Peter Smith, 64, received critical care after sustaining serious injuries to his left arm, left leg and stomach on Friday morning, according to a local official.

Tobago House of Assembly’s chief secretary Farley Augustine said Smith, from Berkhamsted, Hertfordshire, was attacked by a bull shark.

Smith had been in Tobago with his wife and friends and the group had been due to fly home on Friday, Augustine said in a video on Facebook.

Tobago’s Division of Tourism, Culture, Antiquities and Transportation said the man had been attacked 10 metres offshore at Great Courland bay, also known as Turtle beach, on the island’s north coast.

The emergency services were contacted immediately and once the man had been rescued from the water, he was taken to hospital for surgery.

The division said the attack was “unusual and unfortunate”.

It said Tobago House of Assembly’s emergencies agencies had closed Turtle beach until further notice, and advised that the same should happen with beaches on the island’s west coast. All reef tours in the area had been suspended, the division’s statement said.

Drones were being used to monitor the area, it said.

The division said: “This is a very unusual occurrence as Tobago is renowned for its safe and beautiful beaches … The division would also like to reassure the public that the safety of our visitors is a priority and all expertise are being engaged to ensure safety and manage this situation as best as possible.”

Orion Jakerov, a water sports manager at the nearby Starfish hotel who witnessed the attack, described how the shark had struck in shallow water and people had tried to fight it off.

Jakerov told the local broadcaster TTT Live: “I don’t think they saw it. They were about waist height in the water so they weren’t out of their depth.

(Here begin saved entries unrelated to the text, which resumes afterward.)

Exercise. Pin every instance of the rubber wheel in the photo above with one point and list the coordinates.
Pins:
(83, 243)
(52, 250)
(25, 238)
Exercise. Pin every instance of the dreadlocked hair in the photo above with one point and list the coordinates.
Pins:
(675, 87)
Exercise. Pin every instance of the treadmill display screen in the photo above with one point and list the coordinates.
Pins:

I think their backs were turned and they were just kind of lounging around. Nobody saw the shark coming.

“Even while the shark was around and doing the attack, the other people were in the water and physically trying to fight off the shark.”

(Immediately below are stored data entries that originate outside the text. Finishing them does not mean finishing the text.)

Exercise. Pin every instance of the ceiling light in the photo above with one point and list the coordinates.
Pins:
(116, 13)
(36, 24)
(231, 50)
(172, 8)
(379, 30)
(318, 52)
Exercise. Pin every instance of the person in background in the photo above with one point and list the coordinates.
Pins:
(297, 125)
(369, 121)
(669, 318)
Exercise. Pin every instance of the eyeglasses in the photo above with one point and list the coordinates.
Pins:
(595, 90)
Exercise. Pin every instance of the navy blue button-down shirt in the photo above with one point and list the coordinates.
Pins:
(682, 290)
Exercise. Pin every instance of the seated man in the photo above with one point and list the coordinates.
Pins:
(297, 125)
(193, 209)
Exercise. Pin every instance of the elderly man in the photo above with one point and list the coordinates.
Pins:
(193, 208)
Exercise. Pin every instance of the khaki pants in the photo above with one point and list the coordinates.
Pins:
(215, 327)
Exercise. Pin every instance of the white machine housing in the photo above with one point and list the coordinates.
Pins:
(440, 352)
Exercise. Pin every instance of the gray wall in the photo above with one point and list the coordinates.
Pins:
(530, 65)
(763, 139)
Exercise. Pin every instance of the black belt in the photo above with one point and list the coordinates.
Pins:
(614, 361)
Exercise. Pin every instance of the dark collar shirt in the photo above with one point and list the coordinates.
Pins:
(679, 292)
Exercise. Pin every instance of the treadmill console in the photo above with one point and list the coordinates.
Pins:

A $10,000 (£8,000) bounty was placed on the bull shark, before being retracted, the chief secretary, Farley Augustine, said.

A Foreign, Commonwealth and Development Office spokesperson said it was supporting the man’s family and was in contact with the local authorities.

Shark attacks on Tobago are rare – most attacks in the region take place further north, in the central Caribbean and off the eastern and southern coasts of the US, according to the International Shark Attack File database.

In 2023, 69 unprovoked shark bites were recorded worldwide, according to the database. The five-year average is of 63 incidents annually. About half of the 2023 attacks took place in the US, which recorded 36 unprovoked bites.

There were 14 confirmed shark-related deaths last year, 10 of which were considered unprovoked, it said.